>In the case of abortion, it is reasonable to understand those in the
>progressive wing of the anti-abortion movement who argue that the rhetoric
>of "pro-choice" is hollow for poor women who might want to keep their child,
>but find abortion the only economic alternative. Mere state funding for
>abortion does not assure "choice" but only makes one of two impossible
>choices imposed by capitalist society a bit more viable. Such "choice"
>merely means that the poor are forced into abortion because they have no
>other option-- a conscious goal by some family planner advocates over the
>years. There is a traditional class conscious attack on abortion advocacy
>that sees plenty of method to a system that seems to assure freedom for
>professional women while creating tremendous economic pressure on poor women
>to not have children.
Um. Nathan, I am not sure what you are driving at here. That some women would carry to term if their life conditions were different seems no reason not to ensure full access to abortion in case they do not want to birth a child: free access does not coerce abortion; poverty might but then the solution is abolition of poverty, not restrictions on reproductive freedom (plus poverty seems correlated with higher birth rates). Your implication here is insidious: that poor women cannot be trusted to exercise their choice 'wisely' if they are allowed a real choice; full access would encourage them to--what?--abdicate their responsibility to breed the race numerous and strong? Poor women therefore cannot be trusted with freedom. I can't imagine that you think this, but it is surely possible that what you have written could be interpreted that way by for example one of the WBAI listeners who was talking up an Ice Age storm before Doug's last show. Sent the person I was in the car into a deep, deep funk. He was almost as bad as the Indian dj on a local NJ radio station who when asked about the low ratio of women to men in India mused that the scarcity of women would relieve him of a dowry for his daughters.
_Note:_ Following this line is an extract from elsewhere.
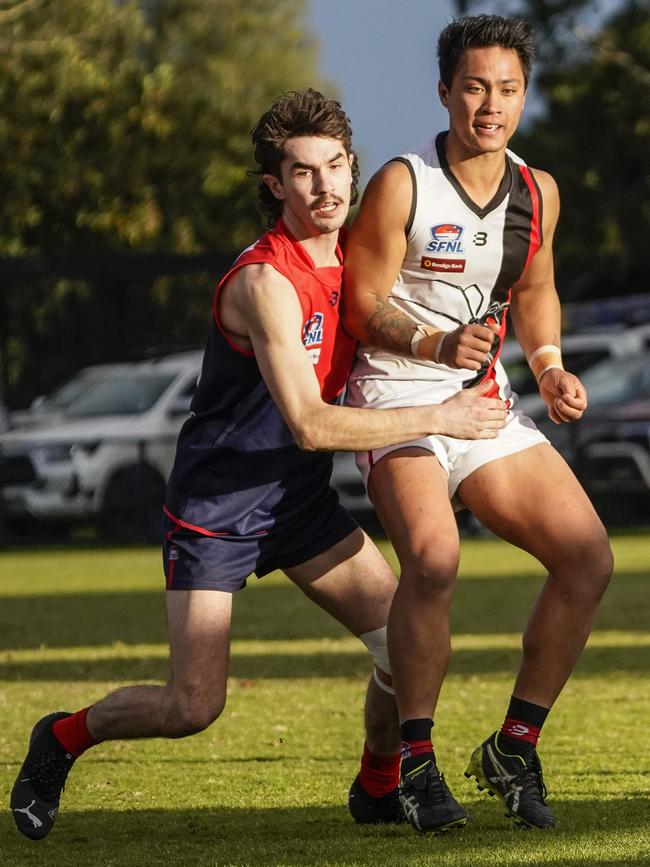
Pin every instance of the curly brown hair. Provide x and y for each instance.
(297, 113)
Now to change topics slightly. That Chicago study about how abortion has reduced the number of criminals raises several deep methodological questions about what is wrong with regression analysis as practiced in the social sciences today (in the case it's interesting that one counterfactual can be entertained--that these children, if born, would have turned out to be criminals--but the other more obvious one seems unbroachable--if involuntary unemployment had been eliminated, these children, if born, would have prospered: what makes the one thought experiment worth statistically investigating but the other one less interesting?)
We have not yet probed the question of what exactly is methdologically wrong with this study.
By not underlining the historically contigent conditions, e.g., the collapse of keynesian full employment macro economic policy or the institutional structure of capitalism itself, which make for some statistical liklihood of criminal behavior by those disproportionately poor children if they had not been aborted--Habermas would call these contigent conditions 'ideologically frozen relations of dependence that can in principle be transformed'--the researchers seem to give the impression that it is something about the kids themselves that would have brought about criminal activity. The historical mediations between them and crime are absented; a genetic determinism is necessarily implied to make the finding interesting. The study proves nothing--it does not specify how and why these children, if born, would have been more likely to be criminals; it works on the implicit assumption of a crude genetic determinism (doubtless racialized) to be interesting: if these children are not necessarily as a result of what they inherited to be more likely to be criminals, then the task becomes the specification of the conditions under which the correlation between these kids and crime holds. At any rate, those conditions have been ideologically frozen, and here their explanation relies on a resurgence of the most vulgar naturalism--that the market is a natural process the outcomes of which thus cannot be changed and that complex behaviors are determined by one's genes.
I am sure that there are much deeper things that can be said about what has gone wrong in this study. Looking forward to any further comment.